FAFO on GitHub

A Pythonista experiment makes me think. Time permitting, I’ll build some files.

Last night, while somewhat watching the Lions do really well in the first half, I wrote the following code, in my iPad’s Pythonista appL

import pytest
from collections import namedtuple

def test_tagset_exists():
    ts = TagSet()
    
def test_add():
    ts = TagSet()
    ts.add_at("ron", "author")
    assert ts.has_at("ron", "author")
    
def test_subset():
    s1 = TagSet()
    s1.add_at("ron", "author")
    s2 = TagSet()
    s2.add_at("bill", "author")
    s2.add_at("ron", "author")
    
    assert s1.is_subset(s2)
    assert not s2.is_subset(s1)


Atom = namedtuple("Atom", ["value", "name"])


class TagSet:
    def __init__(self):
        self._cont = set()
        
    def add_at(self, value, name):
        self._cont.add(Atom(value, name))
        
    def has_at(self, v, n):
        return (v, n) in self._cont
        #return any([value == v and name == n for value, name in self._cont])
        
    def is_subset(self, s):
        #return all([s.has_at(v, n) for v, n in self._cont])
        return self._cont.issubset(s._cont)

I have a love/hate relationship with Pythonista. I fear that its creator has nearly abandoned it, as its forum no longer allows login, and there hasn’t been a new version for a while. But it’s an amazing python 3.10, running on an iPad, with quite a few libraries built in.

I have considerable trouble convincing it to run pytest without throwing an error, and more commonly, when I do things that should work, it collects the tests and then does not run them. I have a workaround that runs them ad then pops up an error saying that it found no tests.

Even worse, of course, ks that typing code with an iPad in one hand or on my lap is tedious. I really miss a real keyboard and miss PyCharm even more, but Pythonista is still a nice program and I get some good use out of it. (Yes, I know iPads have real keyboards, but it doesn’t work well in my TV room situation.)

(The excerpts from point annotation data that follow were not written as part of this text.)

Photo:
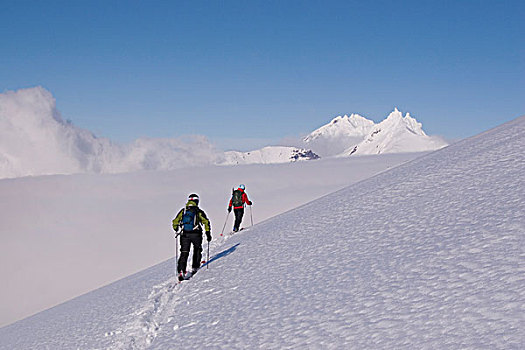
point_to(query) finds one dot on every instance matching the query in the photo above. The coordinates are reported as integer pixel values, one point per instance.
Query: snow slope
(427, 255)
(268, 155)
(67, 235)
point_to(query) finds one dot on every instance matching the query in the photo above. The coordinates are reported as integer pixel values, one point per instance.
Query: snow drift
(426, 255)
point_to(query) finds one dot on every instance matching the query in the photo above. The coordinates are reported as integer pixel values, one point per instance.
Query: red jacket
(245, 200)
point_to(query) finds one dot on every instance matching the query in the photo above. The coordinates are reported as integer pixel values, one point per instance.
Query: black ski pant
(186, 240)
(238, 218)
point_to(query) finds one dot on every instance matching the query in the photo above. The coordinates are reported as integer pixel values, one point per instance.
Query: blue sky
(250, 73)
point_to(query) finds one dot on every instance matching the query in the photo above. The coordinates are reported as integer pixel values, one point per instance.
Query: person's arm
(204, 220)
(245, 198)
(176, 221)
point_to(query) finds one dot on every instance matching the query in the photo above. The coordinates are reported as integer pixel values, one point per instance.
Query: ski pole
(227, 215)
(176, 254)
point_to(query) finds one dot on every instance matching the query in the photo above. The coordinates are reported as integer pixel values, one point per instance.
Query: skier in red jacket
(238, 200)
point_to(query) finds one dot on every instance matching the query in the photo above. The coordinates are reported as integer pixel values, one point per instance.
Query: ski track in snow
(440, 269)
(429, 255)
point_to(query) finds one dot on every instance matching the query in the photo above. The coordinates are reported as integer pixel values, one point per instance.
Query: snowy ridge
(345, 136)
(396, 134)
(426, 255)
(268, 155)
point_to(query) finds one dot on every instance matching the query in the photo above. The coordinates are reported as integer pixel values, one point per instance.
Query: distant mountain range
(36, 140)
(356, 135)
(268, 155)
(346, 136)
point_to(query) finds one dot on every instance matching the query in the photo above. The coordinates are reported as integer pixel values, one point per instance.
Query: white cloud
(35, 140)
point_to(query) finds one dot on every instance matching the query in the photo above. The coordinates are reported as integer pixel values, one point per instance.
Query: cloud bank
(35, 140)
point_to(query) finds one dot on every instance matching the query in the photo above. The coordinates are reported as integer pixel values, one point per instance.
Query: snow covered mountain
(396, 134)
(336, 136)
(268, 155)
(35, 140)
(426, 255)
(345, 136)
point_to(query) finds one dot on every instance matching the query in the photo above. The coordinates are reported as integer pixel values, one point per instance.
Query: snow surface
(342, 132)
(356, 135)
(429, 255)
(36, 140)
(67, 235)
(268, 155)
(396, 134)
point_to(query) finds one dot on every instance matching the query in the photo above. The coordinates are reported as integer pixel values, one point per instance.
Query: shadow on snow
(222, 254)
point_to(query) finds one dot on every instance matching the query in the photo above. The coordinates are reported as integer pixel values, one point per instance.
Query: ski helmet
(194, 197)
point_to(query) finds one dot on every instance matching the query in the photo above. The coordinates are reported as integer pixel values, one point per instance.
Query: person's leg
(185, 243)
(238, 218)
(197, 251)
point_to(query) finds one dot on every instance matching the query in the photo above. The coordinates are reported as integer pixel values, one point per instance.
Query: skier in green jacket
(189, 222)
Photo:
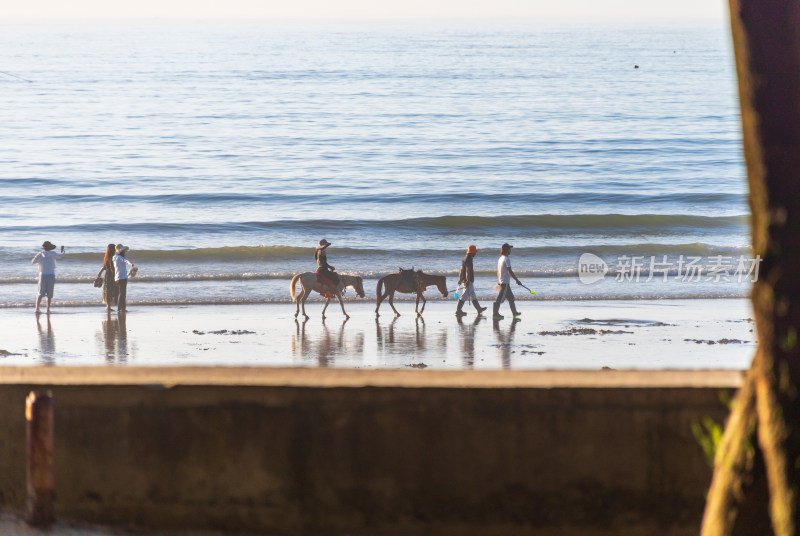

Reflection (on the above code)

I’m a bit torn about what kind of abstractions to present. I started out thinking that there would be a TagSet, which would work like my Extended Set Theory stuff. XST represents sets with elements and “exponents”, for mathematical reasons, such as

{x1, joename}

In XST, the thing on the bottom is called “element” and the thing on the top os called “scope”. In the code above, I was thinking “name and value”, as those were the words I had in mind for tags in my experiment with the curriculum database.

What I learned from the little experiment above is interesting (to me, at least).

A Python tuple (a, b) compares equal if both a and b are equal. And a Python set of tuples works exactly as one would expect it to. Furthermore, Python sets include a number of useful methods, including difference, intersection, isdisjoint, issubset, symmetric_difference, and union. I have not timed these, and do not really plan to, but as they are built in, I suspect they include some decent support from functions written in C.

So … for operations in memory, I think we’ll find that sets of two-tuples will be quite nice. Generally, I think it’s better not to surface native types, so I’ll probably want to cover these objects with classes or something similar.

Python, meanwhile, has actually gone out of its way to make it easy to subset native classes like string, set, and tuple. When you do that, you gain the advantages of native types. Of course, wrapping isn’t all that much slower. Didn’t I figure out the other day that a Python method call is about 5 nanoseconds on my laptop?

I should mention this line in particular:

Atom = namedtuple("Atom", ["value", "name"])

I think that’s the last thing I did last night. The upshot of that code is that Atom becomes a subclass of tuple, and the first two elements of the tuple can be accessed by t.value and t.name—and also by t[0] and t[1]. With all the built-in tuple methods, whatever those may be.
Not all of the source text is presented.